月は今も生きていて崩壊しそう? 43億年の時を経て現在“闘病中”
月は今も生きていて崩壊しそう? 43億年の時を経て現在“闘病生活中”と判明!
もちろんこの地形は以前から確認されていて、古代に小惑星が衝突してできた衝突盆地の端にあり、いったん溶岩に満たされてから重力で垂れ下がって形成された地形であると説明されている。
しかし今回の研究では、この地形は古代の衝突盆地とは無関係で、この亀裂と隆起には別の説明が求められているとシュルツ氏は指摘している。いったいどういうことなのか。

■月が苦しんでいる43億年間の“闘病生活”
研究チームはデータで明らかになったすべての露出箇所をマッピングし、興味深い相関関係を発見した。
2014年、NASAのGRAILミッションは月の地殻に古代の亀裂のネットワークを発見しているのだが、それらの亀裂は、マグマが月の表面に流れ込んで深く侵入するための入口になった。そして今回発見された岩石が露出した尾根は、探査機GRAILによって明らかにされた深い亀裂とほぼ完全に一致しているように見えるのだ。
「ほぼ1対1に対応する関係です」とシュルツ教授は語る。
「そのため、私たちが見ているのは、月の内部での現象に起因する、現在進行中のプロセスであると考えられるのです」(シュルツ教授)
研究チームはこれらの古代の尾根が今も上向きに隆起していることを示唆している。上向きの動きは表面を破壊し、レゴリスが亀裂や隙間に流れ込み、岩盤が露出したままになる。月面の露出した部分はかなり早くレゴリスに覆い尽くされるため、この亀裂はごく最近のものであり、おそらく今日でも続いているはずであると考えられる。研究チームはこの現象をANTS(Active Nearside Tectonic System)と呼んでいる。
月の裏側の南極付近にある巨大クレーター「南極エイトケン盆地」は、43億年前に月に衝突した巨大岩石によって形成されたものであると考えられているのだが、この時の衝突は衝突地点の反対側の地形にも大きな影響を及ぼしたとされている。
研究チームの以前の研究では、この時の衝突が反対側(地球に面している側)の内部構造を粉砕したことが指摘されている。その後、マグマはこれらの亀裂を埋め、GRAILミッションで検出された地形のネットワークを形成した。ANTSを構成するブロック状の尾根は、これらの古代の脆弱性を修復しようと今日も活動しているという。
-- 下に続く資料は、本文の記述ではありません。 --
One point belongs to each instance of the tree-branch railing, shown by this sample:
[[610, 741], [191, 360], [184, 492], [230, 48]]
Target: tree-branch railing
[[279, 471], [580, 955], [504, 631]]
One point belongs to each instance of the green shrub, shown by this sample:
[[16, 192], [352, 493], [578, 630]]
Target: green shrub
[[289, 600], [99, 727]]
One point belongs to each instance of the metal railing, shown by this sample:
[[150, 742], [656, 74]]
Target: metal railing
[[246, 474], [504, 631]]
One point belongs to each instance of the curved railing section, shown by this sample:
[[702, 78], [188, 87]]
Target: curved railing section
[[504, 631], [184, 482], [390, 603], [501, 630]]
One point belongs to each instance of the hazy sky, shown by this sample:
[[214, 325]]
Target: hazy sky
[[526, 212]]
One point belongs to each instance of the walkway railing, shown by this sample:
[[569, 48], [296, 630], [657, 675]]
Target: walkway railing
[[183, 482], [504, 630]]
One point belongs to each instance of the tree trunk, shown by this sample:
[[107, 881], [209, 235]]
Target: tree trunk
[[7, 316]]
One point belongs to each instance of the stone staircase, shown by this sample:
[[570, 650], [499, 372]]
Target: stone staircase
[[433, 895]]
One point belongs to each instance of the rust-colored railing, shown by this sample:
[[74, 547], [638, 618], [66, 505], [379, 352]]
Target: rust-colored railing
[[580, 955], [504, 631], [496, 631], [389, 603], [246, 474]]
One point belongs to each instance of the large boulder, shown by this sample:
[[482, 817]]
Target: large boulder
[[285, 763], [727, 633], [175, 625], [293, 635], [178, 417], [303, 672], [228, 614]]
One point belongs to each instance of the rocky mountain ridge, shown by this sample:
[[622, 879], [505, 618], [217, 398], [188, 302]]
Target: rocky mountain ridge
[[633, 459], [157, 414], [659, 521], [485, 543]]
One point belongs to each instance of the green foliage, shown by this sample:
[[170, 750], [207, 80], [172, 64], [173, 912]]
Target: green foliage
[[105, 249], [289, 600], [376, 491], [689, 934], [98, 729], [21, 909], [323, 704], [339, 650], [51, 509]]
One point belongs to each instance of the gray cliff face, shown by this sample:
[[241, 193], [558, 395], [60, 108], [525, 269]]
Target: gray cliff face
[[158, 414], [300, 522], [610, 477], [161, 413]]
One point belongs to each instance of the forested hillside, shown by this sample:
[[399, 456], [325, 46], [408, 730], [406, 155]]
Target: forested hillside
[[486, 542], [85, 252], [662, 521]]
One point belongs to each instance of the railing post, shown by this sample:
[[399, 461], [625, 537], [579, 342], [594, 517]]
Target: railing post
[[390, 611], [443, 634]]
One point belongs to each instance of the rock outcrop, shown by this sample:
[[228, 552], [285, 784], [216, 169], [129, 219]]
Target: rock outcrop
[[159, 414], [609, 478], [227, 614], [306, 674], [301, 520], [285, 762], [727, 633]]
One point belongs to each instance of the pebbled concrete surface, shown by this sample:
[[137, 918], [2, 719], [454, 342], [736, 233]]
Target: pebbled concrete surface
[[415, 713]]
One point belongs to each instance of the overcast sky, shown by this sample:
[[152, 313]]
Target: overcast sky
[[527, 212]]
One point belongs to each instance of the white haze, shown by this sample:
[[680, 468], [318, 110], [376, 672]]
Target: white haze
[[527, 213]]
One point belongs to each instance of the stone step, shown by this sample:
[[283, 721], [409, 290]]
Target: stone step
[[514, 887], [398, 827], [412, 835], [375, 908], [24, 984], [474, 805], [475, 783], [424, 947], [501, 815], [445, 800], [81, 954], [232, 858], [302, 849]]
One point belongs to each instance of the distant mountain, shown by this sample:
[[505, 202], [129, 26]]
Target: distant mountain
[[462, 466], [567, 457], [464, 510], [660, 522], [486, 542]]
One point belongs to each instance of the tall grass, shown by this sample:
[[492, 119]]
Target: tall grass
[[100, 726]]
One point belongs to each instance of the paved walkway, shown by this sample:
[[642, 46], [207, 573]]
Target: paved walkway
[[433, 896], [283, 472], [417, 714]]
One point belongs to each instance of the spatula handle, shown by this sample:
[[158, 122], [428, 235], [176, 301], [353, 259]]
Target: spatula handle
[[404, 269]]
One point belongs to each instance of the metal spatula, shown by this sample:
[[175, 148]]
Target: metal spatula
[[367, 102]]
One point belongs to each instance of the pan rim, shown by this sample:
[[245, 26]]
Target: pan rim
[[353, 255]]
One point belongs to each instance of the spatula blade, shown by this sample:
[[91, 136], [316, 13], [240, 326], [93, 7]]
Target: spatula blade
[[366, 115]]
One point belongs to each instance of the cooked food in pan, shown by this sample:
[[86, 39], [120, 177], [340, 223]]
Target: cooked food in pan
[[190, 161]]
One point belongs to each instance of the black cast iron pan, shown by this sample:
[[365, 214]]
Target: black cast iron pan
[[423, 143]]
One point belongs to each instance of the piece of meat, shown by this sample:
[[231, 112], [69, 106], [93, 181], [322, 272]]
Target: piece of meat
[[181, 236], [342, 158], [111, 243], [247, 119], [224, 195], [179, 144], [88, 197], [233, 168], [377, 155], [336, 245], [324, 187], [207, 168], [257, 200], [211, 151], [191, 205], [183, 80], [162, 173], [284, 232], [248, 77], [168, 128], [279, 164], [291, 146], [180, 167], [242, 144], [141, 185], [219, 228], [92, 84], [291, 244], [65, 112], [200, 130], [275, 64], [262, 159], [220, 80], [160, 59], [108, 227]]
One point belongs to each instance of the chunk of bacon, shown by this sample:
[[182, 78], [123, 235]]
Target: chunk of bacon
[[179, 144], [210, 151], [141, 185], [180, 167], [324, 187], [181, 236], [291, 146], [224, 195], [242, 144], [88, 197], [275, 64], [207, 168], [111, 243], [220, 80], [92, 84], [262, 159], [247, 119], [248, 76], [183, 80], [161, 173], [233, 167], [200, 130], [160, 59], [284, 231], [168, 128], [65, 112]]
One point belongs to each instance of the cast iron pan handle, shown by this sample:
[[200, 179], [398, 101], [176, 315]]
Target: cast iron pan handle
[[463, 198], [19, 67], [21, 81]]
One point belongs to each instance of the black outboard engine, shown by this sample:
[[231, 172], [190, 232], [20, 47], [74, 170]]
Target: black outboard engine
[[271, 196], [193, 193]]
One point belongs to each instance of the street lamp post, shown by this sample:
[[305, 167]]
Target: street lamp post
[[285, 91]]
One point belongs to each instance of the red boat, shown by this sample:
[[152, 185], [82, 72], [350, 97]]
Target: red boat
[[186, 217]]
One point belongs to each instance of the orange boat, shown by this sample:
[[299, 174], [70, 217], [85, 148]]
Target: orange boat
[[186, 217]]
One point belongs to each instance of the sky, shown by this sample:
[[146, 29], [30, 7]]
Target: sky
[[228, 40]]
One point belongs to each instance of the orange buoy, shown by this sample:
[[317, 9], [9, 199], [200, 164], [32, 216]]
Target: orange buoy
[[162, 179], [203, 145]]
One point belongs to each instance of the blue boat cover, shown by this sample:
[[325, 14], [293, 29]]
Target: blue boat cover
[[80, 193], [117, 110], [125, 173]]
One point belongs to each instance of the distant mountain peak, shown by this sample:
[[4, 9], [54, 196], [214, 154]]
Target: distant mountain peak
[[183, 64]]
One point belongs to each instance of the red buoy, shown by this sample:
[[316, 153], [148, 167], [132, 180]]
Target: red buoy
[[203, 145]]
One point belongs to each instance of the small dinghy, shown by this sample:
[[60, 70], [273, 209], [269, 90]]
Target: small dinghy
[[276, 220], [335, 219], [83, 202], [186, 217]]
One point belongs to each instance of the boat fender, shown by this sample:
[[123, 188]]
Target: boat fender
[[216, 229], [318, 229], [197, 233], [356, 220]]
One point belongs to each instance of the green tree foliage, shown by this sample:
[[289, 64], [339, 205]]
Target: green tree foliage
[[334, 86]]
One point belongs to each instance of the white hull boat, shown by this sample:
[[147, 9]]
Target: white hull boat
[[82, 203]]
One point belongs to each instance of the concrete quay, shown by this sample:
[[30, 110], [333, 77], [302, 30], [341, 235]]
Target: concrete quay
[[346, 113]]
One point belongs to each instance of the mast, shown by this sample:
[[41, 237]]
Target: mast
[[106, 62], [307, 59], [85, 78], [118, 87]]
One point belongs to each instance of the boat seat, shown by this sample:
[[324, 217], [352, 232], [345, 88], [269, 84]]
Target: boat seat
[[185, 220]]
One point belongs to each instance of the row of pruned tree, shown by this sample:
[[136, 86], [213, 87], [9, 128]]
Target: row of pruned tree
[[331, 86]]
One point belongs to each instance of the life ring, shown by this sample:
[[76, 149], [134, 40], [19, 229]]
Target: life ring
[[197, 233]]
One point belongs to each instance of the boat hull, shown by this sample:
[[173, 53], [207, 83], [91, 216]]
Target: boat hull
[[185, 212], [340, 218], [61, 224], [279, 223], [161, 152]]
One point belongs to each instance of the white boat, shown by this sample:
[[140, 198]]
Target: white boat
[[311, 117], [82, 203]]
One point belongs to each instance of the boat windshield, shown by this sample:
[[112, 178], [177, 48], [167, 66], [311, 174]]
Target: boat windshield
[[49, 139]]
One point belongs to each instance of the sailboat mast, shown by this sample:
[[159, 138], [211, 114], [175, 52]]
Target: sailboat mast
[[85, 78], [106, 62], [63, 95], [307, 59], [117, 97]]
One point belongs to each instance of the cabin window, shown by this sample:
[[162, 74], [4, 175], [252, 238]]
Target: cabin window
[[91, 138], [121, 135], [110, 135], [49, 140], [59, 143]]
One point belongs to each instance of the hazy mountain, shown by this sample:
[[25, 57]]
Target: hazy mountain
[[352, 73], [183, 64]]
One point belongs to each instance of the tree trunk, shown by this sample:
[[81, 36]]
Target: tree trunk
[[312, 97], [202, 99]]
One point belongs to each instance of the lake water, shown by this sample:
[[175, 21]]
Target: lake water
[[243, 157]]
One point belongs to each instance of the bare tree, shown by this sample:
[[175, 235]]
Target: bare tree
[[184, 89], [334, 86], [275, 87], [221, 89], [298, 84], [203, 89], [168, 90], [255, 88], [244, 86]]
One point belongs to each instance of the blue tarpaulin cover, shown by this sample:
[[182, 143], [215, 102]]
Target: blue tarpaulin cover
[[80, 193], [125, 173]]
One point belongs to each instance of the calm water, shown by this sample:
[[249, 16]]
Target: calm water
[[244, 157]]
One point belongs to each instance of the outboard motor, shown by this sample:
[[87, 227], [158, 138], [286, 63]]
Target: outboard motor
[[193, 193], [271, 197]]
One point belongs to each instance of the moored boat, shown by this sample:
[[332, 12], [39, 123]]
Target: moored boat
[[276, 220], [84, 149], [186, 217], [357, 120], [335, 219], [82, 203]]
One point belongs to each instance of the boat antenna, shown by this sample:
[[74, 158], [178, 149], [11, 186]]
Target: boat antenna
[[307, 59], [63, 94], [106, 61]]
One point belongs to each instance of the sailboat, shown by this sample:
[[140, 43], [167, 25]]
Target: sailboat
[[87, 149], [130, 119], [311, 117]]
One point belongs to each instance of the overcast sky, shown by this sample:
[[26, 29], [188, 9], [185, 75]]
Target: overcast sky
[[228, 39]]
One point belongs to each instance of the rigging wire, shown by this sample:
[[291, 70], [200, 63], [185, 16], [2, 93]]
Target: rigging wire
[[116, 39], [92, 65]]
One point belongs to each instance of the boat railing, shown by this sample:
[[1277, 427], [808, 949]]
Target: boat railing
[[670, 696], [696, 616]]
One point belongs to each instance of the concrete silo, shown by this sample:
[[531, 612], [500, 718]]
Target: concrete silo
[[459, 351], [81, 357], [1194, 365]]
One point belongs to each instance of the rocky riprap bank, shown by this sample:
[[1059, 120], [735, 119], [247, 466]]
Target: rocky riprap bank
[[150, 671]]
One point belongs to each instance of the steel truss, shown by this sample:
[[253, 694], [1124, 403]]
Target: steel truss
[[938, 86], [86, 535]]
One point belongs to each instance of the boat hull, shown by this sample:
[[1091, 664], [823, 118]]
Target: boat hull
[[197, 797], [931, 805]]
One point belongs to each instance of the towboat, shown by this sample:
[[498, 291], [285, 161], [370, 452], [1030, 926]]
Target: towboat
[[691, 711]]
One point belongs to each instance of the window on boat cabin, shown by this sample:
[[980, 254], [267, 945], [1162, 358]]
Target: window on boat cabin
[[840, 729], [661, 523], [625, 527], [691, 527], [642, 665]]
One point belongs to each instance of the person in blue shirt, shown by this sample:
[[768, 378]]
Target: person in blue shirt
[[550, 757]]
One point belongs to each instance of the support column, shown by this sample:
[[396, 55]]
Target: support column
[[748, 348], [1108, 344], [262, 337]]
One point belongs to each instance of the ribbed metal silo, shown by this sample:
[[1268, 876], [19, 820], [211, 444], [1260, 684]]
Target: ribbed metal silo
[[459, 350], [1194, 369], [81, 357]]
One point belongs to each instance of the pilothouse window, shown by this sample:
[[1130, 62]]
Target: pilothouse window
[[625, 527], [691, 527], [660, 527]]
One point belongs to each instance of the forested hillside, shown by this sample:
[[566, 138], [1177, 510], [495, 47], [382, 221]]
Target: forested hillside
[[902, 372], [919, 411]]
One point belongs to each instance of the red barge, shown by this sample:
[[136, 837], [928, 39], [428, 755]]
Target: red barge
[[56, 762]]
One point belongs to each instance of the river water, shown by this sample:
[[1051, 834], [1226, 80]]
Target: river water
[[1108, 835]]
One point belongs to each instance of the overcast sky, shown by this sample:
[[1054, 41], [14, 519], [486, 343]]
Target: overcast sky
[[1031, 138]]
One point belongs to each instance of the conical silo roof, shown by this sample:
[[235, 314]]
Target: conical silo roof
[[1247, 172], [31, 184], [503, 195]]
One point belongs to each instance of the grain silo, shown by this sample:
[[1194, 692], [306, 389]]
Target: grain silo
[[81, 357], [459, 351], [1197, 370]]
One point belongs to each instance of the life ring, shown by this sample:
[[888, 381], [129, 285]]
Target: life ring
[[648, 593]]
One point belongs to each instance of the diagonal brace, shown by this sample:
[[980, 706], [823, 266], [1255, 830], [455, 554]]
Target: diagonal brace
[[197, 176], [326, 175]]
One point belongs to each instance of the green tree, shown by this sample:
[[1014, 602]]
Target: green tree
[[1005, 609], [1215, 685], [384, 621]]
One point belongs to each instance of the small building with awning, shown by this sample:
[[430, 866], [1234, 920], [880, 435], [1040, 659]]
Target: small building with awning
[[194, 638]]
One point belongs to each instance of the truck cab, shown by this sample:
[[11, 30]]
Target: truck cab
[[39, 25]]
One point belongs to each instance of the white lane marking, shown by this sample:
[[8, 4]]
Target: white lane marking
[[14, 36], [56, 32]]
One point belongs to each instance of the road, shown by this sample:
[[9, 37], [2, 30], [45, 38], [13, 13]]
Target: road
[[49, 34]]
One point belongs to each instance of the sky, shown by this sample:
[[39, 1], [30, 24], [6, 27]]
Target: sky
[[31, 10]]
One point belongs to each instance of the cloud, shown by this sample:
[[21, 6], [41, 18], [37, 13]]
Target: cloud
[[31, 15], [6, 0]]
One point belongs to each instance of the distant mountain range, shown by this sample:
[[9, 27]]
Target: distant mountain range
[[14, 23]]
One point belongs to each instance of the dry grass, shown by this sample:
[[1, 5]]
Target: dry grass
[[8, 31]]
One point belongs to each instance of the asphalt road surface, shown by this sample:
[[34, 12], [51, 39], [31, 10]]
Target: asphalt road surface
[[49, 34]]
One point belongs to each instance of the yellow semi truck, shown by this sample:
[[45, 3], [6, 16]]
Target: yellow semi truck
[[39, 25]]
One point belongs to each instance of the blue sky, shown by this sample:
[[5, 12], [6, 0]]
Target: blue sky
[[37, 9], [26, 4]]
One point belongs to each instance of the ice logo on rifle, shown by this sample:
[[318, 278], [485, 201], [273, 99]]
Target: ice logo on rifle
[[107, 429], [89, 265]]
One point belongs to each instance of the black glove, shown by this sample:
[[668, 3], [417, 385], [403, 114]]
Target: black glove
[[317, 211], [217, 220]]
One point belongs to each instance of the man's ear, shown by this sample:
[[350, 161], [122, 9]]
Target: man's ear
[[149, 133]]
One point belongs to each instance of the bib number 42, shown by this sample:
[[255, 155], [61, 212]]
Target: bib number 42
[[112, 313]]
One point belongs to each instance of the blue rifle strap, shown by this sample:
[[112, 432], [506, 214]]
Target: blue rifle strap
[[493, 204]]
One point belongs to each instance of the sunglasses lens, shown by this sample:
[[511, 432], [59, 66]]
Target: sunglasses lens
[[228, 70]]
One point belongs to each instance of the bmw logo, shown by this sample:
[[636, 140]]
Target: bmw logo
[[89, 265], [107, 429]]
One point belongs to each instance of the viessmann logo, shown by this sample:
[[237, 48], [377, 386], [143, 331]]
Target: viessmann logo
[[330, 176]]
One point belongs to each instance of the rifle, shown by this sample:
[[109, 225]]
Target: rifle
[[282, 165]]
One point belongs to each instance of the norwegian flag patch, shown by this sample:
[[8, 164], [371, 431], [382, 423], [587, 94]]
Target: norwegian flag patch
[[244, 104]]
「これは、隆起が43億年前に起こった何かに反応したように見えます。巨大な衝撃には長く続く影響があります。月には長い記憶があります。今日私たちが表面に見ているのは、その長い記憶とそれがまだ持っている秘密の証しです」(シュルツ教授)

なんと月は43億年前の“古傷”を癒そうとして今も地殻活動を行っているというのである。月は決して死んだ星などではなく、一度は致命傷を負ったものの、その後今日に至るまで長過ぎる“闘病生活”を送っているということになるのだろうか。我々にとって最も近い天体である月にもまだまだわからないことが数多くありそうだ。